The Edwardses' strongest argument to support their claim that the intended beach is the area in front of lot 24 is based on the location of the that lot's boundary closest to the water. The relevant boundary for that parcel is the high-water mark. In contrast, the Edwardses' boundary is the low-water mark, described in the deed as the waters of Rockland Harbor, From this, the Edwardses contend that Perry must have intended to allow other landowners to use the beach for lot 24 that was not part of that parcel but intended to exclude the easement grantees from the beach that she continued to own. This argument has two flaws. First, the question here is one of use and not ownership. Thus, when she conveyed land and beach rights to Otis in 1924, even though Perry retained ownership of the land now owned by the Edwardses (she remained the owner of the parcels now owned by the Edwardses until at least 1927), that retention of title is not a limitation of the use of that retained land by others. Second, if Perry did not convey the beach in front of lot 24, then as the grantor she would have retained title to it, just as she retained title to the beach area in front of the property that the Edwardses now own. There is no meaningful evidence that Perry would have intended to grant rights to some of the beach area that she owned but intended to deny the same rights to another area of the beach that she also owned and that was immediately adjacent to it.

The weight of the evidence is therefore sufficient to establish that the individual defendants have record rights to the free use of the beach, namely, the intertidal area, that the Edwardses own " for bathing and boating purposes." [11]

3. Common law claims

In count 6 of their counterclaim, all individual defendants seek a declaration that under Maine common law they are entitled to use the intertidal area on the Edwardses' land. The individual defendants are entitled to use that area to the extent allowed by the holdings in McGarvey v. Whittredge , 2011 ME 97, 28 A.3d 620; Bell v. Town of Wells , 557 A.2d 168 (Me. 1989), and other applicable cases.

C. Costs of court

The allocation of costs of court is based on a functional analysis of which party prevailed when the action is viewed as a whole. See Flaherty v. Mather , 2011 ME 32, ¶ 89, 17 A.3d 640, 663. When the resolution of the parties' claims is viewed in that light, the court concludes that the Town and the individual defendants are entitled to an award of costs.

The entry shall be:

Judgment issued by the court. For the reasons set out therein, the way located on the land owned by the plaintiffs, described in a deed recorded at book 4357 page 190 of the Knox County Registry of Deeds, is a public easement road pursuant to 23 M.R.S. § 3025.

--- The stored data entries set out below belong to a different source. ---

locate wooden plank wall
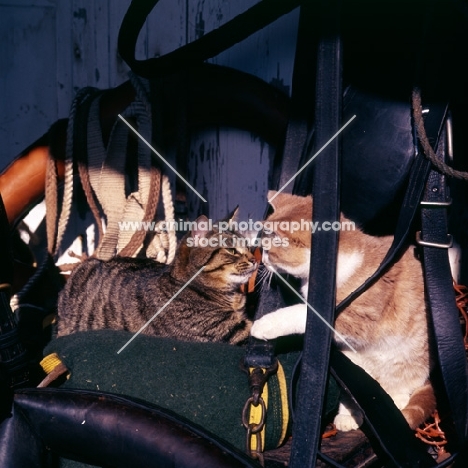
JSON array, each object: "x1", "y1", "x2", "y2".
[
  {"x1": 1, "y1": 0, "x2": 59, "y2": 168},
  {"x1": 0, "y1": 0, "x2": 299, "y2": 222},
  {"x1": 186, "y1": 1, "x2": 298, "y2": 222}
]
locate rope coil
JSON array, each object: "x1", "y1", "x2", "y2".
[{"x1": 412, "y1": 88, "x2": 468, "y2": 180}]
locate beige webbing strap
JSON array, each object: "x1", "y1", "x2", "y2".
[
  {"x1": 116, "y1": 102, "x2": 155, "y2": 256},
  {"x1": 86, "y1": 100, "x2": 129, "y2": 260},
  {"x1": 85, "y1": 93, "x2": 175, "y2": 262},
  {"x1": 117, "y1": 163, "x2": 161, "y2": 258}
]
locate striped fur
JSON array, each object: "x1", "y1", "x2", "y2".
[{"x1": 57, "y1": 225, "x2": 257, "y2": 345}]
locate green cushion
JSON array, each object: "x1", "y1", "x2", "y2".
[{"x1": 43, "y1": 330, "x2": 340, "y2": 466}]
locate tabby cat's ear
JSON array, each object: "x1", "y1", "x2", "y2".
[
  {"x1": 191, "y1": 215, "x2": 210, "y2": 239},
  {"x1": 227, "y1": 205, "x2": 239, "y2": 222}
]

Defendants and counterclaim plaintiffs Cynthia S. Blackman, Eliot A. Scott, Nathalie M. Scott and Willis A. Scott, Jr., as owners of land located at 34 Cooper's Beach Road and described in a deed recorded at book 1857 page 87 of the Knox County Registry of Deeds, hold easement rights to freely use the intertidal beach area located on the plaintiffs' land for bathing and boating purposes. They and defendant and counterclaim Constance Scott also are entitled to use said area to the extent allowed by Maine common law.

All other claims are either denied, or not reached and dismissed as moot.

All pending rule 50(d) pending for judgment as a matter of law are dismissed as moot.

The Town of Owls Head, Cynthia S. Blackman, Eliot A. Scott, Nathalie M. Scott, Willis A. Scott, Jr. and Constance Scott are awarded their costs of court.